REDEMPTION: salvation, rescue, liberation, deliverance, release.
(No, this isn’t about saving your soul or making amends…it’s about returning cans)
I know I go on about this all the time, but the simplest of things can trigger the best of memories. Smell, sound, action…I ran into it all this weekend. As we were heading home from vacation, I finally convinced my husband to stop at the redemption center and cash in the garbage bag of beer cans he’d accumulated. It was a feat let me tell you. It was as if returning the empties would take something away from the act of drinking the beer in the first place. In reality, I think it’s just a new concept to NH people.

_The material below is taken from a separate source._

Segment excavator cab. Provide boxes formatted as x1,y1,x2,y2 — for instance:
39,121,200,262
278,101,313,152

Not for me. I grew up in Maine and it was old hat. Besides, it helped buy gas for my Chevette or beer for the weekend. So, I grabbed the bag of cans, strolled around the side of the BEVERAGE AND REDEMPTION CENTER and pushed open the door. Wow…The smell of stale beer, the clink of empty bottles being tossed from bag to box, the crunch of cans being artfully counted and sorted in one foul swoop. Ah…redemption. Suddenly, I was 17 years old back in Lewiston, half expecting that handsome, cocky boyfriend of mine to be there: feet on desk, smile on face, cigarette hanging out of the corner of his mouth. I tried very hard not to smile as the pudgy teen in front of me counted out my $3.85 worth of Bud Light cans and handed me a voucher. It lasted a total of perhaps two minutes, but for the rest of the day I was cast back 26 years.
What an odd name to give to the act: redemption. The same name we give to saving our soul is given to the return of bottles and cans for cash. I’m not sure how it’s rescue or salvation, but it was deliverance for me that day. A bit of a liberation from the ho-hum of daily life with a dive back to my past. One memory plays off another and soon I’m wondering where in the hell time went and when did I stop being a kid? When did I become this 40-something mom getting all misty-eyed over returning empty beer cans? Did I appreciate life then? I know I wanted to be older, wiser & liberated. Yet, my salvation comes from slipping back into memory more often than I should. I have never once considered myself one of those people who dread getting ‘old’, but right now I do. I wonder if it’s behind me now; if the best has come and gone and the only thing left to look forward to is being older, wiser and liberated.
The redemption center in Lewiston is gone, torn down and replaced by a parking lot. A new one took its place further up the road in a nicer building with easier access. It doesn’t matter. To me it’s still there, still busy, noisy, smelling of stale beer. To me it’s still 1984 and I’m anxious to embark on the whirl-wind journey of growing up with my whole life in front of me! I just wish I could just travel back and tell myself to stop! enjoy what surrounds me, and stop wishing it all away. All too soon it will be gone and I’ll be sitting here, wondering what in the hell happened.